I’m frugal and love DIY, but
I can’t make a mylar sheet or bag to compete with the “emergency blanket” at $2.49 nor the “space blanket” at $10-12 each. Can you? They both do their jobs well and very inexpensively, unobtrusive in your space, and weigh next to nothing.
I’m frugal and love DIY, but
Mylar Good For Signaling, Too
The shiny mylar “emergency blanket” can also be used for signaling – another reason to carry it.
I carry one of those bivvy bags
in the daypack. they are available on Ebay $12.50 shipped
if you also carry a small silnylon tarp or tube tent, you would have a very lightweight combo that you could even spend the night in and be reasonably well protected from the elements.
looking at the bothy bag demos on youtube, I can't imagine staying in there for more than a couple hours.
Yup, the ugly house wrap - I’ve carried a 8x10(?)sheet of it, folded into the bottom of my ditch bag with a hank of light line, for years - it’s waterproof, tough, can be rigged as a tent/windbreak/wrapper, whatever - use rocks in corners to create tie points - cheap as dirt, works just fine - have a couple of space blankets in the ditch bag too…
I carry an orange, 50 gallon 4 mil
garbage bag. Big enough to crawl in if needed and durable enough for spending the night. The space blankets are too flimsy and would be difficult to use in windy conditions.
Plastic tube tent
I must have sold thousands of these things back when I ran a local outdoor gear shop – I think every boy scout within a 200 mile radius must have bought one from us.

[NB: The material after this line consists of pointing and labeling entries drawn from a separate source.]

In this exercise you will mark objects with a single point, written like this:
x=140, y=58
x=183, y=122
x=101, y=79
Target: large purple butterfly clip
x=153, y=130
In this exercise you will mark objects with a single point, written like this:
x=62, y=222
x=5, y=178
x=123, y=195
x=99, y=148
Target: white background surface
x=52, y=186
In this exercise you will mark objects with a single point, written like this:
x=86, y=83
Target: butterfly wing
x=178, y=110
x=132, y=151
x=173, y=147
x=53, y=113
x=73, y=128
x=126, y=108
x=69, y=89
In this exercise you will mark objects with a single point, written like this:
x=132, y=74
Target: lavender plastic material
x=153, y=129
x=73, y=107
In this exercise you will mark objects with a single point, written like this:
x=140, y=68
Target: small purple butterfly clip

I have thought of getting one to take with me on vacations, not so much for emergency wilderness camping as for in case I have to camp out (again) for a prolonged period at an airport due to some emergency or flight cancellations. Instant privacy!

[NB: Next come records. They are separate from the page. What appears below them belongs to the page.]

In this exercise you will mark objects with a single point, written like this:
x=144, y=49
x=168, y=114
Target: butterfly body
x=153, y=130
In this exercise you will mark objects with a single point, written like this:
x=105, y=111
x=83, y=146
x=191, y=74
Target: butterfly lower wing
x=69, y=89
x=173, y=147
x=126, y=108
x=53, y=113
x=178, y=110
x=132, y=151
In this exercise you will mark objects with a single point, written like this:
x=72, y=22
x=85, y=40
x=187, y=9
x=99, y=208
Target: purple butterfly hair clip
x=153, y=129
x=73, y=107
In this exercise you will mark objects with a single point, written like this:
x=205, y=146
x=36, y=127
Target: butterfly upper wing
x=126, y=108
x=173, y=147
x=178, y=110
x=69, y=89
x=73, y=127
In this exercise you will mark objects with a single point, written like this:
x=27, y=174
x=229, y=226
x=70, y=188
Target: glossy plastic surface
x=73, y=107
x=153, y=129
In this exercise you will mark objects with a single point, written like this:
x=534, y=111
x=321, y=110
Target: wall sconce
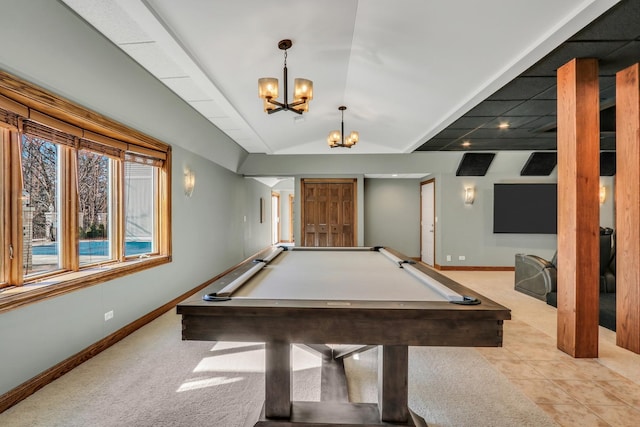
x=603, y=194
x=189, y=182
x=469, y=195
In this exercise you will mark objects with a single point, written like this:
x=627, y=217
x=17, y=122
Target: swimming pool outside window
x=40, y=205
x=83, y=199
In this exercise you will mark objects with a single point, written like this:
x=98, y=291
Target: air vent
x=540, y=164
x=475, y=164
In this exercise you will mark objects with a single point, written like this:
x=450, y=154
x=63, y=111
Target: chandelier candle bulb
x=336, y=138
x=268, y=90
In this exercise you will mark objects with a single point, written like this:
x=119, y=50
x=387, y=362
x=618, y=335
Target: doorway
x=275, y=218
x=327, y=212
x=427, y=222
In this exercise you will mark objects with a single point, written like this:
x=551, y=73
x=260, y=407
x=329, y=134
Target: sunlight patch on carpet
x=207, y=382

Also, one or more of them would make a good kayak or canoe storage cover.
Tip: carry a few of those black spring clips that you use in an office to clamp together large stacks of paper. Clipped to the ridgeline of a tube tent, they can be used to suspend it from trees or other overhead structure and to secure the rope to keep the tube from creeping. Also can roll up one end and secure the roll with a clip, like on a dry bag
Heads-inside method makes it work
I tried a Beach Igloo in a class a couple years ago. Being made of parachute cloth, it’s very light and compacts well. IF you have a group, the amount of heat generated when huddled in one is amazing.
However, part of the reason it heats so well is because everybody’s head is inside. This is exactly how I get extra warmth when my sleeping bag is not quite warm enough–I completely cocoon myself, including head.
If you only have a poncho or emergency blanket or tarp, you can gain warmth simply by wrapping the thing over your entire head as well as rest of body. That means your face is inside, too! Otherwise, it’s just a hood.
second the tyvek NM
the WaterTribe modded space blanket
is the ticket. I take two space blankets, duct tape the long edges and one short edge together, then cut a head hole in the taped shut short end to turn it into a space poncho. fold it up, stick it into a Ziplock vacuum seal bag with a couple lighters, and some waterproof matches and you have a great survival kit.
From experience, 3rd the plastic
bags as as well.
Pull on, crouch down and flop sideways into the bushes.
I guess my inclination on this whole thing is that a nice tarp and/or tent is normally in my boat on a trip so I suppose maybe it would be worth considering one of the really light and small options mentioned here to have in my PFD in case I lose my boat. I’ve never carried anything like that - but it is worth considering.
Even better …
check out the plastic bags in the store on this site and read about how to use them. They are now available in blue which Peter has tested and is more visible than orange. Three dollars is pretty cheap insurance. I have one that I vacuum sealed to carry in my survival gear.
also check out the igloo made by Valley Kayaks on my blog,
If I was going somewhere with the potential to need to shelter for an extended time (I guess that would be relative) it would be great to have the Bothy. For shorter terms like waiting out a storm or getting out of the wind for lunch my poncho is fine. It is the large all purpose compliment to the bandanna. I’ve practiced staking out the corners of a poncho and using hiking staff, paddle, or limb as a center rib and can make a comfortable little pup-tent for heating water and taking a break out of the weather. Bonus points if you can find a big boulder or other backstop to block one of the open ends. Play with configurations for different circumstances on a nice day sometime.
I’ve also used a poncho as a tent ground cloth when I needed to. The only problem with that is you need another poncho if that is all you brought for rain.
You could carefully use it to carry small loads of fire wood and also as a tarp to keep it dry.
If really in need you could probably make a pretty good stretcher out of a rip-stop poncho, limbs, and duct tape or parachute cord.
I have ponchos in my large pack and my day pack. Don’t leave home without it.